Public Health Post: This year is the 100th anniversary of the passage of the 19th Amendment that, at least nominally, granted all citizens of the United States the right to vote regardless of sex. How do you think that this milestone connects to the landscape of voter suppression today?
Dariely Rodriguez: The 100th anniversary of the passage of the 19th Amendment provides us an opportunity to reflect on the progress that has been made and the work that still needs to be done before everyone can exercise their right to vote free from discrimination. Since 1963, the Lawyers’ Committee for Civil Rights Under Law has been at the forefront of securing voting rights for communities of color. March 7 marked the 55th anniversary of Bloody Sunday, when civil rights advocates, including Martin Luther King, Jr., John Lewis, and Amelia Boynton Robinson set out to march from Selma to Montgomery, Alabama. The marchers didn’t get very far before Alabama state troopers attacked them. The brutal scene was recorded and aired on television, enraging Americans and motivating civil rights and religious leaders to join the protest in Selma. Bloody Sunday and the resulting protests mobilized Congress to pass the Voting Rights Act, which was signed by President Johnson on August 6, 1965. Today, communities of color continue to face extensive barriers in exercising their right to vote. Marginalized communities are particularly vulnerable since the 2013 Supreme Court holding in the Shelby County v. Holder case, which weakened Section 5 of the Voting Rights Act. Since Shelby County, the Lawyers’ Committee has been involved in more than 40 cases relating to voter suppression. Twenty-four of these actions were filed since January 20, 2017—which is 24 more cases than the cases brought by the current administration’s Department of Justice. In addition to deploying litigation throughout the country to challenge voter suppression, we also run a national nonpartisan election protection hotline, 1-866-OUR-VOTE, to ensure all voters have an equal opportunity to participate in the political process.
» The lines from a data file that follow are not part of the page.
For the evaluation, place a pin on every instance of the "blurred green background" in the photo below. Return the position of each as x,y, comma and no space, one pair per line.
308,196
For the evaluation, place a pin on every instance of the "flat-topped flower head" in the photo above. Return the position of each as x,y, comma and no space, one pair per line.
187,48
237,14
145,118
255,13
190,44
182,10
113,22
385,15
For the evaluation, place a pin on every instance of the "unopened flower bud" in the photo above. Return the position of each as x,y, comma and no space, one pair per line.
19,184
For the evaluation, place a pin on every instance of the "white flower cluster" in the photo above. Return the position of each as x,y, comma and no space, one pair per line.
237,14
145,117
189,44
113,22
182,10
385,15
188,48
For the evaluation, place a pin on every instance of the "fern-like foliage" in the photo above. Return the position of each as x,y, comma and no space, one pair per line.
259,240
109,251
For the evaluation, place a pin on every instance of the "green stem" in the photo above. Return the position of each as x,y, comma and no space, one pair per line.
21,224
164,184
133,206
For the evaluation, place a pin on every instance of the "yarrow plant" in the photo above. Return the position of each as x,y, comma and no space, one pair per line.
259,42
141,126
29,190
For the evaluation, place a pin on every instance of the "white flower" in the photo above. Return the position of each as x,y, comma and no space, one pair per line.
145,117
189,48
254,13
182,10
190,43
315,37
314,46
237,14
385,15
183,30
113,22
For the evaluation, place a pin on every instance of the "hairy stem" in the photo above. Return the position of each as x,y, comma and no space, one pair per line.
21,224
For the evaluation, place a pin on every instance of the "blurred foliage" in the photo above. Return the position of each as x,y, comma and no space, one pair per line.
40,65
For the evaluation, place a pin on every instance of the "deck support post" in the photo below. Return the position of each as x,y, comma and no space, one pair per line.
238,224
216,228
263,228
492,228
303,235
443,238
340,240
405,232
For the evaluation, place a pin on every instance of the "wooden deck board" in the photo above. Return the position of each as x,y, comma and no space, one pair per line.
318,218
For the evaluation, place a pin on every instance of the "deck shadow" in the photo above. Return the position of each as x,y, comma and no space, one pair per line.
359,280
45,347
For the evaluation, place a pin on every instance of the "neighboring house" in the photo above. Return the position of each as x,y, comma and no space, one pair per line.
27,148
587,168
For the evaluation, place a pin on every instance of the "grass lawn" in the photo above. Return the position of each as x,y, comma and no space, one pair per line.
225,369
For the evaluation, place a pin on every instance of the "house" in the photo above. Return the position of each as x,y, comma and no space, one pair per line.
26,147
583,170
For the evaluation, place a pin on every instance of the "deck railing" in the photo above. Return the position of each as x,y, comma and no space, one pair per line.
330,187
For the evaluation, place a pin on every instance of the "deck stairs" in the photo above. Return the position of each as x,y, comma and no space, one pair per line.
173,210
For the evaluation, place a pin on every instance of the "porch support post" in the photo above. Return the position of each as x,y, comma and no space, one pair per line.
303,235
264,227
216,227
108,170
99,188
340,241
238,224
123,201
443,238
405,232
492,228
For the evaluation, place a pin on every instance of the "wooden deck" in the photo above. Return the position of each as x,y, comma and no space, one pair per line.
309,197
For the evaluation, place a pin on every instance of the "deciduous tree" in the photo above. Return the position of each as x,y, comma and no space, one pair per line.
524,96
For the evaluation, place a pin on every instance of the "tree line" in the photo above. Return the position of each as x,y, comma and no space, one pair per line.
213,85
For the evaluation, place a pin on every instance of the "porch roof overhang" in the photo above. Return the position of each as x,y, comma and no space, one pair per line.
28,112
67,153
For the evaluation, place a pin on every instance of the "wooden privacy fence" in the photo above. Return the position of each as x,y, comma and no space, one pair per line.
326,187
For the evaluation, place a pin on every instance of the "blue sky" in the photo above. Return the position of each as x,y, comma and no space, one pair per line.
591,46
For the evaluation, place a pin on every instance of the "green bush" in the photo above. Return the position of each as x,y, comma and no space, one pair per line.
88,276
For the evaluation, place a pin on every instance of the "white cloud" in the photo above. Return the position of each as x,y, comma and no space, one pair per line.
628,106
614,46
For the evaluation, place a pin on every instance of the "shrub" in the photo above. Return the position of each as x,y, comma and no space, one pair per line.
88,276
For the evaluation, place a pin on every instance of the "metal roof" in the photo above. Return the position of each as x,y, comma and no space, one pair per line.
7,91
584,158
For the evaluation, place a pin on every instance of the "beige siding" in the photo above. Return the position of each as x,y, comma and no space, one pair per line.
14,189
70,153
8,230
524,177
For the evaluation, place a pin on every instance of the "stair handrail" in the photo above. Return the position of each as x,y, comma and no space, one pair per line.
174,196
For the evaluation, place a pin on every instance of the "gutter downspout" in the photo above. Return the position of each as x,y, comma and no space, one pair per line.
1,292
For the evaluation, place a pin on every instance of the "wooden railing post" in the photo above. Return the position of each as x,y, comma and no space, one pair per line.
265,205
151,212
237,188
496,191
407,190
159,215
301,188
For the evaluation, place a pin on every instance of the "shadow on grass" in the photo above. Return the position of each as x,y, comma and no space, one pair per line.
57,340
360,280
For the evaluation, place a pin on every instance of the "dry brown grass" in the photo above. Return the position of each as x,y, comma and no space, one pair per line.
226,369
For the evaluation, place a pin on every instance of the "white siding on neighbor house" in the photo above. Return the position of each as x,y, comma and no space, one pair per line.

We often think of legal questions about discrimination as Constitutional questions that must be answered by the Supreme Court. Can you speak to how lower courts influence law about discrimination?
Courts, including lower district and appellate courts, have been and continue to be at the forefront of securing and protecting civil rights. Under this administration, we have seen a relentless attack on civil rights, immigrant rights and women’s rights and many legal challenges aimed at stopping these rollbacks. In the past few years, our lower courts have repeatedly upheld and protected important rights, such as affirmative action programs in higher education, LGBTQ rights in the workplace and public accommodations, and immigration protections for Dreamers. Yet opponents of progress and equality are successfully strategizing to reshape the federal judiciary by stacking our courts with conservative judges. As more conservative judges get appointed to our federal courts, we run the grave risk of having our civil rights and constitutional liberties undermined.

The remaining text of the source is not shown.